M. Diarra, on parle de retard de l’Afrique dans le champ du numérique. Comment ce retard se manifeste-t-il et dans quelles conditions, à vos yeux, le continent peut-il rattraper son retard sur les pays développés ou émergents dans le domaine des technologies de l’information et de la communication ?

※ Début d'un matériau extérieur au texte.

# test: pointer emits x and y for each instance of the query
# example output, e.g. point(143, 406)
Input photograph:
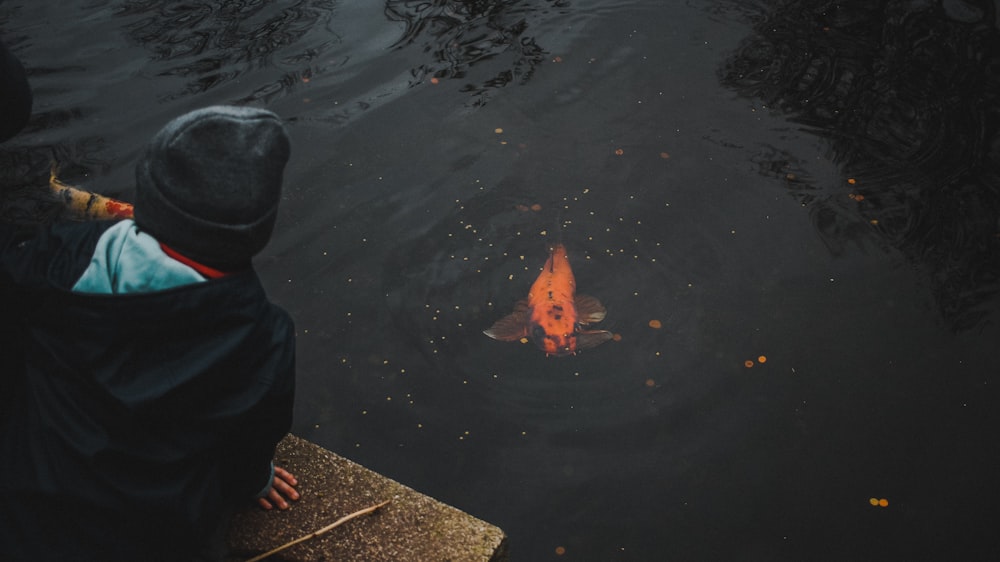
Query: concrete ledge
point(412, 527)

Pour moi, les technologies de l’information et de la communication sont simplement des outils permettant aux retardataires de faire un bon qualitatif et même de prendre de l’avance. En effet, les sociétés actuellement les plus avancées ont effectué des investissements initiaux dans les infrastructures et, s’agissant d’une technologie qui bouge très rapidement, de nouvelles formes de cette technologie se manifestent bien avant que ces investissements ne soient amortis. De ce fait, ces pays sont de plus en plus obligés de créer des systèmes hybrides, en construisant sur la base existante et ajoutant un peu de neuf ; leurs infrastructures n’étant pas amorties, leur démantèlement total n’est pas, en effet, envisageable. Dans ces conditions, nous qui n’avons pas encore bâti nos infrastructures, nous avons, d’entrée de jeu, la possibilité de gagner du terrain en instaurant immédiatement le « dernier cri ». Et comme il s’agit d’une technologie transversale, on peut l’appliquer au commerce, à l’agriculture, faire de la télémédecine ou de l’E-gouvernement. Ces technologies sont incontestablement des accélérateurs potentiels du développement.

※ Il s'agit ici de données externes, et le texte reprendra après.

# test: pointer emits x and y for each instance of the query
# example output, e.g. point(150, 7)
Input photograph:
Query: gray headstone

Quand on parle de retard, il faut donc considérer deux aspects : technologie et ressources humaines. L’Afrique dispose aujourd’hui de nombreux jeunes très compétents, tout à fait capables  d’utiliser ces technologies comme leurs homologues du monde entier ; mais ils vivent dans une région où les investissements n’ont pas suivi, ni dans les infrastructures, ni dans les  programmes de recherche. Ainsi, nous bénéficions d’une jeune génération qualifiée, malheureusement pas en mesure, en Afrique, de faire valoir ses compétences…désoeuvrée, en quelque sorte. Ces jeunes tournent en rond ou finissent par aller travailler en dehors du continent. C’est donc bien d’un retard infrastructurel dont nous souffrons. En revanche, sur le plan des ressources humaines, nous possédons les experts nécessaires pour former nos populations.

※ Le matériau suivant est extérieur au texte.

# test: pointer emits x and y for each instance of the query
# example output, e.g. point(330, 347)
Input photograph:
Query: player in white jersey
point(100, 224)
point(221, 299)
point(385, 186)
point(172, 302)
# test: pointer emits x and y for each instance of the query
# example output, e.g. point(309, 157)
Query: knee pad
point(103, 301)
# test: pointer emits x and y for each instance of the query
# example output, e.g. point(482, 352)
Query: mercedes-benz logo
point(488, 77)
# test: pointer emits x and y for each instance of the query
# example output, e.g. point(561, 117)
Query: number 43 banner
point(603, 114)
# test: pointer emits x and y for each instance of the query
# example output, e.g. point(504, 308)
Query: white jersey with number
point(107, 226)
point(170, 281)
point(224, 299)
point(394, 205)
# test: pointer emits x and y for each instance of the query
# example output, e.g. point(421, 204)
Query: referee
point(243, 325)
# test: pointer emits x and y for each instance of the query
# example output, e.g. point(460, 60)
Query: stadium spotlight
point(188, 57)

Comment jugez-vous l’engagement des dirigeants africains eu égard au développement des technologies de l’information et de la communication sur le continent ? Estimez-vous que des actions stratégiques sont entreprises, au-delà des discours sur la nécessité de réduire l’écart numérique ?

Je pense que nos dirigeants sont de bonne foi, mais rencontrent une difficulté : pour une raison que j’ignore, quand ils sont détenteurs d’une idée, ils ne savent pas la transférer aux mains d’experts pour la transformer en projets finançables. Le NEPAD, une idée merveilleuse, illustre parfaitement cet état de fait. Nos dirigeants promènent ce concept de NEPAD, mais n’ont jamais atteint l’étape consistant à procéder à un recensement des compétences susceptibles de les aider à le concrétiser, à transformer leur vision en projets, puis à identifier, à l’échelon mondial, des entités capables de s’associer à la réalisation de ces projets. On en reste au chapitre de l’idée et des discours sans entrevoir la connexion à établir entre le politique, maître de la décision, et le technicien habilité à transposer l’idée en réalité. Faites le tour des institutions africaines, de l’Union africaine à l’UEMOA en passant par la CEDEAO. Vous n’y trouverez pas une seule banque de données comportant les noms et contacts de l’ensemble des compétences africaines en Afrique et dans la diaspora.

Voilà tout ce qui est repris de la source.